Researchers and scientists as well as environmental groups and Gulf residents were quick to disagree with the NOAA report, calling it "misleading if not totally inaccurate."

But Reddy said he can't say "how much oil is in the plume" so the information doesn't necessarily contradict the government report.

The Obama administration used the Aug. 4 report to claim that 75 percent of the spill is gone and only one-quarter of the oil that began gushing after the April 20 accident remains in the water.

Rep. Darrell Issa, R-Calif., a chief critic of the White House, called those claims irresponsible since NOAA hasn't completed its evaluation.

"This is yet another in a long line of examples where the White House's preoccupation with the public relations of the oil spill has superseded the realities on the ground," Issa, who is ranking Republican on the Government Reform and Oversight Committee, said in a statement.

"It is deeply troubling that White House officials apparently preempted the completion and review of a scientific study on the oil spill by NOAA scientists in order to tout conclusions that many experts believe may be deeply flawed," he added.

On Thursday, Markey told Lehr that his testimony gave a "false sense of confidence" on the cleanup and long-term consequences to the environment.

"People want to believe that everything is OK and I think this report and the way it is being discussed is giving many people a false sense of confidence regarding the state of the Gulf," he said.

Lehr did not disclose in his testimony the methodology used to determine how much oil was released into the Gulf.

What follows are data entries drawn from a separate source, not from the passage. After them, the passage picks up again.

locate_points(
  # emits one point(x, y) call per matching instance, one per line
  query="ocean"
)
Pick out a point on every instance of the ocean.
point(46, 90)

He said his office will release the formulas and methodologies in about two months, after it has determined that its figures are correct.

That news angered Markey.

"You should not have released it until you knew it was right. If you are not confident that it is right then it should not have been released because it basically sent a signal with regard to how much of the problem remains," he said.

"The public has a right to know right now what's going on in the Gulf of Mexico. Because if your numbers are wrong, it could be too late," he added. "You don't want to give us all of the data. But you've given us conclusions."